Segundo os autos, a consumidora afirmou ter quitado a mensalidade no valor de R$ 288,80 por meio de pagamento em casa lotérica. Ainda assim, a entidade não reconheceu a quitação, suspendendo a proteção do veículo e, posteriormente, rescindindo o contrato.
Em sua defesa, a associação sustentou a inaplicabilidade do CDC, sob o argumento de que atua em regime de mutualismo, além de questionar a validade do comprovante apresentado.
Ao analisar o caso, o juiz afastou a tese da ré e reconheceu a incidência do CDC, entendendo que a relação configura prestação de serviços. O magistrado destacou que o comprovante emitido por terminal lotérico continha elementos suficientes para demonstrar o pagamento da mensalidade.
Para o julgador, houve falha na prestação do serviço, uma vez que a empresa desconsiderou pagamento válido e promoveu o cancelamento indevido da cobertura. Com isso, declarou inexigível o débito cobrado.
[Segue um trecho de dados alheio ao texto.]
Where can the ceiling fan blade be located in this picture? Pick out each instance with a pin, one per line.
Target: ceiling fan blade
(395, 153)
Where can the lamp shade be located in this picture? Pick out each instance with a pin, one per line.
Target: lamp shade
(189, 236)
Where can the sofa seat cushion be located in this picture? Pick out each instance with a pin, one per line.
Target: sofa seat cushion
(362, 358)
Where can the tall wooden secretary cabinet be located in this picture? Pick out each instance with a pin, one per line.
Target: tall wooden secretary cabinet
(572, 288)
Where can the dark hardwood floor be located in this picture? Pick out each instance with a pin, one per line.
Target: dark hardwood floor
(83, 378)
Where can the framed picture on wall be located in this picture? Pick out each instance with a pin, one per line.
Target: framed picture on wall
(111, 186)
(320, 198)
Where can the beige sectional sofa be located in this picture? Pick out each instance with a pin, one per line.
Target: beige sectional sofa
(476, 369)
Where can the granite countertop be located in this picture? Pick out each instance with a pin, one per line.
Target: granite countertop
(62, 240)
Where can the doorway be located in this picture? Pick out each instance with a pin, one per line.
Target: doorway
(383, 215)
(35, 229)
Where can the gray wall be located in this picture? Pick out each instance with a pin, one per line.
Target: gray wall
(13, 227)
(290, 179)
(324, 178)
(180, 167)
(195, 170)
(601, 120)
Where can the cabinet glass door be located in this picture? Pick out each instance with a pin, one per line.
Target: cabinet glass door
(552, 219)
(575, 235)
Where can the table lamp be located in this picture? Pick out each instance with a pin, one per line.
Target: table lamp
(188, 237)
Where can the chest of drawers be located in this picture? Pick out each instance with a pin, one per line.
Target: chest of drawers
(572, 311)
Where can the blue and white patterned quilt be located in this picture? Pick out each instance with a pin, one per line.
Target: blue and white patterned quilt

Por outro lado, o pedido de devolução do valor pago foi rejeitado. O entendimento foi de que a mensalidade era devida no período, não havendo cobrança indevida que justificasse restituição.
Já em relação aos danos morais, o magistrado considerou configurado o prejuízo à consumidora, tendo sido a associação condenada ao pagamento de R$ 2 mil a título de indenização por danos morais.
O escritório Tadim Neves Advocacia atuou pela consumidora.